'Times have changed, and that change is coming fast.'
Reuters first reported this week that Saudi Foreign Minister Prince Faisal bin Farhan is planning to extend a formal invitation for Assad to attend an Arab League summit in Riyadh, planned for May 19. This will reportedly take place in person as bin Farhan is expected to soon travel to Damascus. Bloomberg is calling this a "win for Iran".
After diplomatic efforts from gulf states in the wake of the devastating earthquakes which rocked Syria and Turkey in early February sped up, Middle East Eye has reported that "Maher al-Assad, the Syrian president’s brother and head of the feared Fourth Armored Division, reportedly visited Saudi Arabia last month and received the kingdom’s conditions for normalization."
One by one, gulf nations have reembraced Assad. First the Syrian leader visited Oman in February, and the next month he went to UAE with his first lady Asma. Egypt has also sent delegations to Damascus.
Washington has been complaining about these contacts, while watching from the sidelines, as the Pentagon has continued the controversial occupation of oil and gas rich northeast Syria. Importantly, it comes against the backdrop of a China-brokered peace between Iran and Saudi Arabia. A regional analyst recently observed:
Now, as China takes a more assertive economic diplomacy role in the Middle East, Syria remains key to Saudi Arabia’s desire to cool regional tensions.
Saudi Arabia presented the last obstacle to Syria’s return as a key player in the Arab world - a thaw that began with a hug between the Bahraini and Syrian foreign ministers at the United Nations in 2018.
But
still, the Biden administration has taken a softer tone to this
rapprochement than hawks were hoping for. A senior US administration
official was cited this week as saying Arab states should "get something in return" if they restore ties with Assad.
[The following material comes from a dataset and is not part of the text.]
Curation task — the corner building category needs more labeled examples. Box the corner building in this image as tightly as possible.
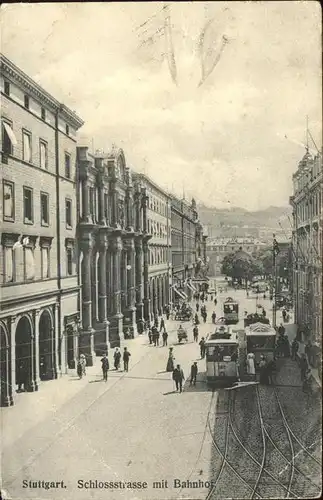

As the above discussion on Syriana Analysis with regional expert Kamal Alam highlights, times have changed, and that change is coming fast.
A central irony remains, however: Saudi Arabia for years led the way alongside the US in seeking to topple Assad by any means possible. This included supporting jihadists and armed death squads which helped spawn ISIS, as even internal Pentagon memos have admitted.